Many of the ways to be thoughtful are sometimes the simplest gestures

Many of the ways to be thoughtful are sometimes the simplest gestures

Most of us want to be better people. We want to be more considerate, thoughtful and patient. But sometimes our intentions don’t match our actions. It’s not that we don’t care … it’s often that we don’t know the right ways to be thoughtful or which gestures convey our feelings.

I want to help, so I’ve gathered some tips for ways to be thoughtful and caring through some of life’s wonderful, terrible and everyday occasions.

For someone moving to a new home

Moving is stressful, even if someone is moving into the home of their dreams. But there are caring ways you can make it better.

For someone moving far away

  • Help them pack (no fun, but very welcome!)
  • Give them an address book filled with everyone’s contact information
  • Send a housewarming gift basket to greet them when they arrive at their new place
  • Set up a G+ hangout so they can show friends their new home
  • Send a complete mail order meal to be delivered a few days after they arrive at the new place~


For someone moving in the same area

  • Help them pack (yup, that’s still a good idea!)
  • Offer to babysit for their kids
  • Send pizza and sodas to their new place on move-in day
  • Help them unpack (you knew that was coming!)
  • Give them a moving gift basket (things like screwdrivers, extra tape, scissors, packing labels, markers — and of course some cookies or other sugary treats for energy)


For a new neighbor

  • Send over lunch or dinner
  • Offer to help them unpack (one more time!)
  • Give them a welcome basket filled with tasty treats, then personalize it with local maps, some local coupons and gift cards, and a directory of recommended schools, doctors, auto repair, restaurants and other local businesses

For someone who has lost a loved one

This is one of the trickiest times for most of us. We don’t know what to say, so we say nothing. We don’t know what to do, so we do nothing. But there are some meaningful ways to be thoughtful even in this most difficult moment.

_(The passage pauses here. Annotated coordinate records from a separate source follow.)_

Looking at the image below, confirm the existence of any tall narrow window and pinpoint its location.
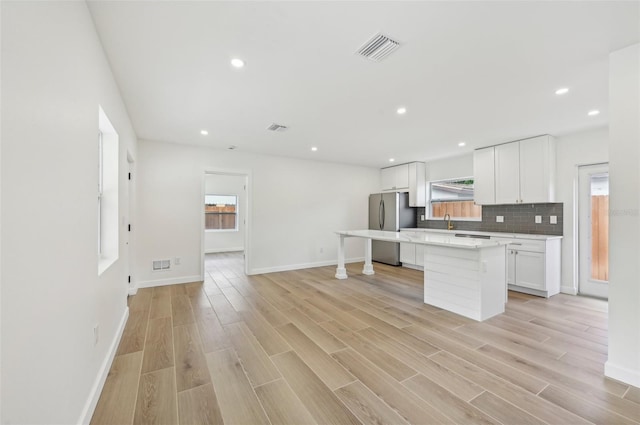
[204,195,238,231]
[96,107,120,275]
[98,131,104,255]
[430,178,482,220]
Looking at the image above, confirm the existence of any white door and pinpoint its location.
[578,164,609,298]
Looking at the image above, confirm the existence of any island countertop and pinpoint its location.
[336,230,508,249]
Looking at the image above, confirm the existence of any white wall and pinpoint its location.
[605,44,640,387]
[427,152,473,182]
[0,1,136,424]
[556,127,609,294]
[133,140,380,286]
[204,174,247,253]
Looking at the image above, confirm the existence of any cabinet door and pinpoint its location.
[393,164,409,189]
[507,247,516,285]
[515,251,546,291]
[400,242,416,265]
[473,147,496,205]
[380,167,396,190]
[495,142,521,204]
[415,245,424,267]
[520,136,555,203]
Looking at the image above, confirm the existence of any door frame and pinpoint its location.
[123,149,138,295]
[577,162,609,299]
[198,167,253,280]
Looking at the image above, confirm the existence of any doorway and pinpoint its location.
[200,170,250,278]
[123,150,136,295]
[578,164,609,299]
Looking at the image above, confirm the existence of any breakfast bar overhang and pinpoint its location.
[335,230,507,321]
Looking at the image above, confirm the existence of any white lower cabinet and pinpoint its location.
[400,242,416,264]
[400,242,424,268]
[507,239,560,298]
[507,249,546,291]
[400,230,562,298]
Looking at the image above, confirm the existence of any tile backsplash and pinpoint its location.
[416,202,563,236]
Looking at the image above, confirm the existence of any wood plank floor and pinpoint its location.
[92,253,640,425]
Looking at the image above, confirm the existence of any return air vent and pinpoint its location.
[267,123,287,132]
[357,34,400,62]
[151,260,171,272]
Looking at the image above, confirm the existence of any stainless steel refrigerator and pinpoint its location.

  • Listen. Whether you knew the person or not, your friend (or coworker or customer or neighbor) needs to be able to share their feelings. Most people try to avoid that. Be the one who stays put and listens. It will mean more than you know.
  • Send or bring food. The simple act of providing food so the mourners don’t have to cook is a traditional (and still meaningful) way to say you care. Take over a platter of fruit, bake a cake or order a sympathy gift basket for delivery to the home. 
  • Cry with them. Sometimes words aren’t needed — or wanted. Sometimes the very best gift you can give anyone is to sit down and cry with them.
  • Ask. Different people have different needs, so asking someone is one of the most caring gestures you can make. They may have more than enough food, but need help picking up family at the airport. Or the use of your spare bedroom might come in handy. Or maybe they just want to get away from everything and go out for lunch. Just ask.

For someone expecting a new baby (or who just had one)

Adding a new family member is a wonderful part of life. But it can also be very stressful. But there are ways you can reach out and help.

  • Offer to take the new big brothers or big sisters out for a special day
  • Ask if there are errands you can run
  • Send over a meal or two that’s oven ready
  • Take pets out for walks
  • Offer to pick up visiting guests at the airport
  • Give them a photo-ready scrapbook (or online scrapbook) for those first precious weeks

Now go forth and…

No matter what the occasion, by listening, asking questions and paying attention to what people really need you can be more thoughtful every day.